New York Times alleges copyright infringement by Microsoft and OpenAI

Context/What’s new: New copyright infringement lawsuit (United States District Court for the Southern District of New York, case no. 1:23-cv-11195, New York Times Company v. Microsoft, OpenAI et al.).

Direct impact: The NYT is seeking damages (to be determined by a jury) as well as injunctive relief against the defendants. According to the complaint, the NYT expects defendants to argue that their use of NYT material is protected by fair use with a focus on the transformative nature of this kind of use.

Wider ramifications: Many publishing companies have expressed skepticism about the impact of Generative AI (GAI) on their business models. The NYT apparently brought this litigation to set a precedent. What is at stake is the ability of companies to train GAI systems. The NYT seeks to reverse a judicial trend in the U.S. that has gradually expanded the scope of fair use (and particularly of the transformative nature criterion) in digital contexts.

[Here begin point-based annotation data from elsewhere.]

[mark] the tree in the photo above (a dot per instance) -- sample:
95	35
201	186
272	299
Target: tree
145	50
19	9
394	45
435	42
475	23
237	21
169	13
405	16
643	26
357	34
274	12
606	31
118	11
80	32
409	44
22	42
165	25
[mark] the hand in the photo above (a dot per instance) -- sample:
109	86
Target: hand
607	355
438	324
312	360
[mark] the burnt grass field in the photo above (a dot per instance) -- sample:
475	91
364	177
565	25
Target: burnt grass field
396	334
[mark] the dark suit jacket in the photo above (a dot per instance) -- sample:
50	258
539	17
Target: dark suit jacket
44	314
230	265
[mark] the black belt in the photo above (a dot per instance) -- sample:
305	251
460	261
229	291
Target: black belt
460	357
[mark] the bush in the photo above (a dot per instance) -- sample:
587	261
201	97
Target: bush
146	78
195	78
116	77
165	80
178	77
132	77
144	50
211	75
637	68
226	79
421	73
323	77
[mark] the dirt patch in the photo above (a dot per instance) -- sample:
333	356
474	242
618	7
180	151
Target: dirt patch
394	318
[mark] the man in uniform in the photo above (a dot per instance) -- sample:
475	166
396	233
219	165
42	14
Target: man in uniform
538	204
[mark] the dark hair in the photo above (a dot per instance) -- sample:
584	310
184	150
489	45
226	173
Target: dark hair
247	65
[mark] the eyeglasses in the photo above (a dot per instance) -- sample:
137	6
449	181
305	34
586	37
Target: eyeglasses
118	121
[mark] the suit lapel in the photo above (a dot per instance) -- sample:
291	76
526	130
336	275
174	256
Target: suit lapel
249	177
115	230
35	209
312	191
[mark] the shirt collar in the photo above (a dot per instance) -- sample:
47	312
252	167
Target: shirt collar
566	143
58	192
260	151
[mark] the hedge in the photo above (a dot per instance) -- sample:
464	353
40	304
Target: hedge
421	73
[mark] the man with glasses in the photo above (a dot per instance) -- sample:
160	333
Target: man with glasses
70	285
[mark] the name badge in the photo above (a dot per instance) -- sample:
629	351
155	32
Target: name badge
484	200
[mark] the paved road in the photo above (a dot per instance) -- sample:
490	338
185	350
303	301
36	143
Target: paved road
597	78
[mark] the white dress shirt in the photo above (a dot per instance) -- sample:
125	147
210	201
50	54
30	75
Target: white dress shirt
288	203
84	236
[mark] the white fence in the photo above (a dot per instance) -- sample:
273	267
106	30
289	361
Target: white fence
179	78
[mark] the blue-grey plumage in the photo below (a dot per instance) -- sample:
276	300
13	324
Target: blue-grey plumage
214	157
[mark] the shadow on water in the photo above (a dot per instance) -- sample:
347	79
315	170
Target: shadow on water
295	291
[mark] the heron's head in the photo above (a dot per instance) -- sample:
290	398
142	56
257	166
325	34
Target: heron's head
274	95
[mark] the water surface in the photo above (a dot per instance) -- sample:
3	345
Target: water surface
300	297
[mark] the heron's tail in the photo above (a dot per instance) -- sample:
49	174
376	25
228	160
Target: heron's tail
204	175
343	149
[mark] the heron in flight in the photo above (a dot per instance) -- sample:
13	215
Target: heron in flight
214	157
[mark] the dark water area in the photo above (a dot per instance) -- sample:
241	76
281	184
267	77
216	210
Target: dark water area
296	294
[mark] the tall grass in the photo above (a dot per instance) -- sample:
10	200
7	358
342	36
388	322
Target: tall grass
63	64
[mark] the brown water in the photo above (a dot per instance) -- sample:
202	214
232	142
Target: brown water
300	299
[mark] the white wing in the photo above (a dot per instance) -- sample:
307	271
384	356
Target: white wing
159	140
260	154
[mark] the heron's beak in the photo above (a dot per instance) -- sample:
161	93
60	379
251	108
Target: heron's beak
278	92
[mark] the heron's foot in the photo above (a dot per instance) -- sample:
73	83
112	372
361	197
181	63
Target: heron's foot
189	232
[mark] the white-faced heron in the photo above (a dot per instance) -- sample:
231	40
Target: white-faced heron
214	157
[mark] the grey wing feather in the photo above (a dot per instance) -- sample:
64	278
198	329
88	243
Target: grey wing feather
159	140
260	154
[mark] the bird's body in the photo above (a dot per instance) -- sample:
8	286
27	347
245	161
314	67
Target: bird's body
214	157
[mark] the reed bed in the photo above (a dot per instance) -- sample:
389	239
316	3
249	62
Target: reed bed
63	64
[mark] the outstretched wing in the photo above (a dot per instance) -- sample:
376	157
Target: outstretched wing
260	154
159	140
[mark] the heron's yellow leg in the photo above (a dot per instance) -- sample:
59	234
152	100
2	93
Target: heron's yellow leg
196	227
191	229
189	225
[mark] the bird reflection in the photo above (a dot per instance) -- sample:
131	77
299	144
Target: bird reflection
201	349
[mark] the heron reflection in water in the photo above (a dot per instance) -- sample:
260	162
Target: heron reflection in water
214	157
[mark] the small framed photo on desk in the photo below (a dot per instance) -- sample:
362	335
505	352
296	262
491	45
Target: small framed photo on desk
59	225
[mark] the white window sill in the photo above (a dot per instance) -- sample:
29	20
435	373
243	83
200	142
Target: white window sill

First, here’s the complaint, which was filed today:

The first two sentence of paragraph 47 explain the challenges the newspaper industry is facing because its traditional business models are no longer working the way they used to:

“Making great journalism is harder than ever. Over the past two decades, the traditional business models that supported quality journalism have collapsed, forcing the shuttering of newspapers all over the country.”
New York Times copyright complaint against Microsoft and OpenAI

This would be the first time, however, for U.S. copyright enforcement to impede innovation. The closest case here was brought by the Authors Guild over Google Books (in the same district, in fact), and ultimately the way Google Books organized and presented content was considered sufficiently transformative to support a fair use defense.

While different in many ways, Oracle v. Google doesn’t bode well for the NYT’s complaint either. Contrary to widespread misbelief, what was at issue was not generally whether application programming interfaces (APIs) could be used in order to make new products. It was actually just about whether the wholesale copying (again by Google) of thousands of lines of highly original program code in order to build a competing product would be allowed. And despite the fact that Oracle’s Java programming language was actually very popular on mobile phones when Android entered the market, the Supreme Court deemed Android’s use of those Java APIs transformative and sided with Google on fair use grounds.

In today’s complaint, the NYT points to examples where certain ChatGPT answers purportedly amount to direct copying of some of its content. The NYT points to almost 200 years of quality journalism though a certain part of that material is certainly beyond the term of copyright protection (70 years). The NYT says that millions of its articles have been used to train ChatGPT, but obviously the complaint doesn’t (and can’t) prove that millions of those articles are actually used in a way that amounts to direct copying.

Microsoft is the first-named defendant though the company is actually two steps removed from where the NYT’s material is copied. Microsoft is a ChatGPT partner, and neither Microsoft nor ChatGPT appear to be the ones who copy any NYT material: an organization named Common Crawl.

The NYT alleges direct as well as vicarious and contributory copyright infringement; a violation of the Digital Millennium Copyrights Act (DMCA) based on the alleged removal of information used for digital rights management (DRM); unfair competition by misappropriation; and trademark dilution because of incorrect answers allegedly being attributed to the NYT in some situations.

Besides damages and an injunction, the complaint asks the court to order the “destriction […] of all GPT or other LLM models and trainings that incorporate [the New York Times’ copyrighted material].” The harm to OpenAI and Microsoft from such destruction would be unimaginable. But that is presumably not the NYT’s actual priority:

Most likely, the NYT’s plan is to gain leverage in order to extract a settlement enabling the publisher (and, by extension, other publishers) to collect royalties on content used for LLM training.

Presumably Microsoft and OpenAI will seek a routine extension of the deadline to answer or otherwise respond to the complaint (which could be a motion to dismiss or an answer to the complaint), given the importance and complexity of the issues raised. In that case, their motion to dismiss or answer to the complaint will probably be filed in the second half of February.